Hummingbird Salamander by Jeff VanderMeer (Fourth Estate. $29.99) conveys an urgent fictional message to prevent the destruction of the earth. It's near future narrator, "Jane Smith", a systems security consultant, is given a key to a storage unit containing a taxidermied extinct hummingbird. This leads her to Silvana, a wealthy bio-terrorist and a narrative which dramatically expands from wildlife smuggling to a potential climate and social apocalypse. Earth becomes the scene of the crime.
Adam Roberts' Purgatory Mount (Gollancz, $45) is divided into three Dantean sections of Hell, Purgatory and Heaven. It begins and ends with the "framing" story of a small post human starship crew, with a cargo of slightly altered humans, investigating a huge mysterious alien structure on a planet which they name Dante.

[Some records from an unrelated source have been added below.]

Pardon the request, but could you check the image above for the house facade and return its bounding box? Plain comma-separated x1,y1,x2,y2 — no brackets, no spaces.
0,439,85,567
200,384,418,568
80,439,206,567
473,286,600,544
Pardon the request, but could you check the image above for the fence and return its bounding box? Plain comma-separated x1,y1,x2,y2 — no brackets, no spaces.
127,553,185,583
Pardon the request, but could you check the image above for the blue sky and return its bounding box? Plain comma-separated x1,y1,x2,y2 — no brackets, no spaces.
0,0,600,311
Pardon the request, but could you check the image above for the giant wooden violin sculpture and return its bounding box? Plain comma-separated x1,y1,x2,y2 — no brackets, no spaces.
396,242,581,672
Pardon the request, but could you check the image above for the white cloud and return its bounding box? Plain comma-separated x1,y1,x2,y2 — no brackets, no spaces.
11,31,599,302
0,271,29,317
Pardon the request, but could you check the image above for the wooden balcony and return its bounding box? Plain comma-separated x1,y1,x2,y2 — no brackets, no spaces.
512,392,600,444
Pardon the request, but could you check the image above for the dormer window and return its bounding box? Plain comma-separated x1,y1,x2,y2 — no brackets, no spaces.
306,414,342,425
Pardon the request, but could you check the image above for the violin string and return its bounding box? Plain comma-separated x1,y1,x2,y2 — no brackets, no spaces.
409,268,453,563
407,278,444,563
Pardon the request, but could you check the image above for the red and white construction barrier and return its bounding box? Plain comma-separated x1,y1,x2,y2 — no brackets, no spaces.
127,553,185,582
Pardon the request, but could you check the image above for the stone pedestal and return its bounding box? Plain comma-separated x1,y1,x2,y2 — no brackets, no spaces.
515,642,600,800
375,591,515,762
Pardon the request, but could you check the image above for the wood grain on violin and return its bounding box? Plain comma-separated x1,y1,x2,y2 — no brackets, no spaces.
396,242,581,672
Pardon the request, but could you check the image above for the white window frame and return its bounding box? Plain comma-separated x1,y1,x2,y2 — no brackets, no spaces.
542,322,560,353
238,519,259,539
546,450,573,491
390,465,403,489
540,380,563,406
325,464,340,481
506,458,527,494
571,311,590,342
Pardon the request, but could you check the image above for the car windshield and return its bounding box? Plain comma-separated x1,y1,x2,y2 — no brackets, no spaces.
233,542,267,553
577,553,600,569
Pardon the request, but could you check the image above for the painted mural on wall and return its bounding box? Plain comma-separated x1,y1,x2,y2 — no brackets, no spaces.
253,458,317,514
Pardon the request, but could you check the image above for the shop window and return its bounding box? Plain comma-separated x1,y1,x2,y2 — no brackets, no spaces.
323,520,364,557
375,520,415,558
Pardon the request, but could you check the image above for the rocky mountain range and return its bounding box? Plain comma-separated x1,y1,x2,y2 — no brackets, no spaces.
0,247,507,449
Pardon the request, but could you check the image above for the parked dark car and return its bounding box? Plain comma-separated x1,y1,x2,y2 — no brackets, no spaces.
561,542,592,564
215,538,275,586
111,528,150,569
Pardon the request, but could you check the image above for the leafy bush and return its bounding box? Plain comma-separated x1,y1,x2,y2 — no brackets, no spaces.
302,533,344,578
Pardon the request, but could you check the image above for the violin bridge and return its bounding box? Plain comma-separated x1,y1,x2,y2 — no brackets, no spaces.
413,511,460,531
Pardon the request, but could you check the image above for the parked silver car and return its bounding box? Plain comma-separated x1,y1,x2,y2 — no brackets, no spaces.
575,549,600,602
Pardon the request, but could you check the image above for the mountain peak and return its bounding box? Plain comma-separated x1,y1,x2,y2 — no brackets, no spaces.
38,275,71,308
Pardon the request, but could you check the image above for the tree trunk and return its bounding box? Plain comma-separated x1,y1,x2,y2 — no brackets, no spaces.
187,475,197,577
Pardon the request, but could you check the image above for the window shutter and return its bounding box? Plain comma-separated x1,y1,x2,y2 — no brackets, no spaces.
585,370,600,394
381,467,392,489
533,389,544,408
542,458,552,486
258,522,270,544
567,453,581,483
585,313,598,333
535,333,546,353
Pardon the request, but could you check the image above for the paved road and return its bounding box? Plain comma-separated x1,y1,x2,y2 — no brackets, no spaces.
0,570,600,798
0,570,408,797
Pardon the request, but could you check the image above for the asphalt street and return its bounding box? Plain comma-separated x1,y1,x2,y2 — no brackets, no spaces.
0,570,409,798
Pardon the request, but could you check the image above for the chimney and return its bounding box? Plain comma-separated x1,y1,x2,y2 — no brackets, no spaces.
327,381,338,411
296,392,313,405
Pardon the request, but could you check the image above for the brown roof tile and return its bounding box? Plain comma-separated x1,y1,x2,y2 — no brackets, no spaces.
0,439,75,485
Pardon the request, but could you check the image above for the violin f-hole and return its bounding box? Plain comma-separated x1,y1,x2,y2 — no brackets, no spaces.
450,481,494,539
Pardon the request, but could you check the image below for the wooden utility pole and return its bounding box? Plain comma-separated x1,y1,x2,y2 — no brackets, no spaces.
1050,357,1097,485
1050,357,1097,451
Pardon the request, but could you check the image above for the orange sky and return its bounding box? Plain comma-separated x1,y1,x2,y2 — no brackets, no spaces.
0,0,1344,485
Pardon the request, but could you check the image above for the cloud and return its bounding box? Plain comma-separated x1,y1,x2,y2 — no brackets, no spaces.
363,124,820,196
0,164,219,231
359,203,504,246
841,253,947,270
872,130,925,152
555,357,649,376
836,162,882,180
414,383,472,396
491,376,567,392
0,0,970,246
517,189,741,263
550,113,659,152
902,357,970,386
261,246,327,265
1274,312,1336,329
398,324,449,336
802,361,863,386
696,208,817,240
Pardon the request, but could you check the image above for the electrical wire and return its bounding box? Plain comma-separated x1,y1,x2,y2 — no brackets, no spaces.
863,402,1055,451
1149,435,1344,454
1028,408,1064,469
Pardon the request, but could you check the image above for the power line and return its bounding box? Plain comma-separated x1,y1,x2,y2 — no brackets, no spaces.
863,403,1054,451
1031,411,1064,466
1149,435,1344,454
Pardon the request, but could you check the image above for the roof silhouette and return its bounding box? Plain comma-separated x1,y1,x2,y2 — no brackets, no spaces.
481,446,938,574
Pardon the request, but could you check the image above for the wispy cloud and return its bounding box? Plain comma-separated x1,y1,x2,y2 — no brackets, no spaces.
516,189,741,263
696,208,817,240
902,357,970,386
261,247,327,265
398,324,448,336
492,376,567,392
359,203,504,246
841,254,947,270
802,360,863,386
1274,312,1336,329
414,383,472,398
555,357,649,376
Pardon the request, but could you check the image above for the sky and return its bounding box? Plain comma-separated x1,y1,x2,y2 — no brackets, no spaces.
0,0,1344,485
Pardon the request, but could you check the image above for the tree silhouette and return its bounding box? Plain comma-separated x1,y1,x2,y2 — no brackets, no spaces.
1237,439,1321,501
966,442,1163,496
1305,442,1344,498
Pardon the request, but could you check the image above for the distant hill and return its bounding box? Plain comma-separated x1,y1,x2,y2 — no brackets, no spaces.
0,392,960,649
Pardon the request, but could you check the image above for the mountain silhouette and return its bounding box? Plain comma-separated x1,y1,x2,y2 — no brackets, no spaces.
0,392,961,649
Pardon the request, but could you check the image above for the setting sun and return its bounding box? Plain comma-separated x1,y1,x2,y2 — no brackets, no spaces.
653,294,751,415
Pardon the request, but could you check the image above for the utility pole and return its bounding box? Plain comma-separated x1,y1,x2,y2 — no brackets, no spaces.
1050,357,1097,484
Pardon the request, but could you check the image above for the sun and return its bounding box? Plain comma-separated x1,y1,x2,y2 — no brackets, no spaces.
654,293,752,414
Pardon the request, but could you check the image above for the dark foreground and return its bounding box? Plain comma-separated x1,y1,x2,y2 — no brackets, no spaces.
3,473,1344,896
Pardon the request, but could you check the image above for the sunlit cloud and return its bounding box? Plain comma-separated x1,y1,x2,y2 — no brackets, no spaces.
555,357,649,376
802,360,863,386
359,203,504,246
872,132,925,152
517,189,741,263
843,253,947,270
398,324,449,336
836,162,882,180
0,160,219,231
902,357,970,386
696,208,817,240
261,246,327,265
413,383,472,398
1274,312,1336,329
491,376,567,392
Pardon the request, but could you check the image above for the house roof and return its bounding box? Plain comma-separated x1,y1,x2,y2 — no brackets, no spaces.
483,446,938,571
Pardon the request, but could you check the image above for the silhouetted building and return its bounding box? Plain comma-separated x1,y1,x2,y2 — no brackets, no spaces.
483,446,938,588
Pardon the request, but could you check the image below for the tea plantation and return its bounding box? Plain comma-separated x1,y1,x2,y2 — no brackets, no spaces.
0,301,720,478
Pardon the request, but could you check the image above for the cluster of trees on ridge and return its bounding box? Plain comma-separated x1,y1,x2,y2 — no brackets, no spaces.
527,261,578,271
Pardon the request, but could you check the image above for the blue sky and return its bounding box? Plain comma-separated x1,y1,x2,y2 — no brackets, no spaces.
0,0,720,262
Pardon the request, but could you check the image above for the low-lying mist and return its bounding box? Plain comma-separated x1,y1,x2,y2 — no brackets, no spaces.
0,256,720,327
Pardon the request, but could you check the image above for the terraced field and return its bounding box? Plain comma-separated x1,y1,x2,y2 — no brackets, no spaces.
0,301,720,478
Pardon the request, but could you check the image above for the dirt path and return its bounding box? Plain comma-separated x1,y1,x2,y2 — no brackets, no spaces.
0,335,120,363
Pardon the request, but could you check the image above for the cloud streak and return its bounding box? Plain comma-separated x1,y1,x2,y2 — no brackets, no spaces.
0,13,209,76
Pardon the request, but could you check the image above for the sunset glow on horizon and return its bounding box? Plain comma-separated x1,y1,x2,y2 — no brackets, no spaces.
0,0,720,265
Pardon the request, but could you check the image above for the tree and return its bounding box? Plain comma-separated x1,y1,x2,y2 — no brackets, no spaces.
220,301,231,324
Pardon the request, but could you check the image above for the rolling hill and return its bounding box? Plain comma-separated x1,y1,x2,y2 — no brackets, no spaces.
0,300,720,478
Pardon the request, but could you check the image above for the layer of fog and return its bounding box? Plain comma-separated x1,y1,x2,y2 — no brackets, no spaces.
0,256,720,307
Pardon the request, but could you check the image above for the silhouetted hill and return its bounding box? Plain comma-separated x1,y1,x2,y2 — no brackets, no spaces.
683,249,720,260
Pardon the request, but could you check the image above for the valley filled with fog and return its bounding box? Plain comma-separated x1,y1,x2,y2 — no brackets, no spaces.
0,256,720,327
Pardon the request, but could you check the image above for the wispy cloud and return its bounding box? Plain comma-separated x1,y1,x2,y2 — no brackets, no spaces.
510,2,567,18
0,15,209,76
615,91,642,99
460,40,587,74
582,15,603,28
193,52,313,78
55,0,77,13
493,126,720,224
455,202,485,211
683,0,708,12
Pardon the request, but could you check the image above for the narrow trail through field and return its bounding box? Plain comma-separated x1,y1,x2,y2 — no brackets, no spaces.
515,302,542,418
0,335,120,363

The main narrative is set in a near future, "United States of Amnesia', in which a neurotoxin has damaged memories, so people, "buckleheads", can only access their memories through smart phones. "Otty" Barragao and her four teenage friends are in a form of purgatory, fleeing for their lives, as their private internet network threatens the dominating military industrial complex. Roberts, in an afterword, reveals that Dante's Divine Comedy was his inspiration.
Louise Carey's debut novel Inscape (Gollancz, $32.99) is the first of a trilogy. A future London, recovering after the global "Meltdown Wars", is the focal point of a rivalry between two huge tech corporations, InTech and Thoughtfront.
Carey's main character, Tanta, who has been trained as a field agent, is augmented by "inscape", a neural facility. Her initial assignment against Thoughtfront fails badly and Tanta realises that the real danger may come from inside her own organisation. Inscape is a well constructed cyberpunk thriller.
Philosophy Through Science Fiction Stories, subtitled "Exploring the Boundaries of the Possible", is an intriguing collection, edited by Helen De Cruz, Johan De Smedt, and Eric Schwitzgebel (Bloomsbury Academic, $44.99). It brings together 11 stories written by philosophers and SF authors examining issues such as "What does it mean to be human?"; "Is neural enhancement a good thing?" and "Belief in the afterlife". The combination of award-winning SF authors and leading academics ensures that a wide range of philosophical issues are covered.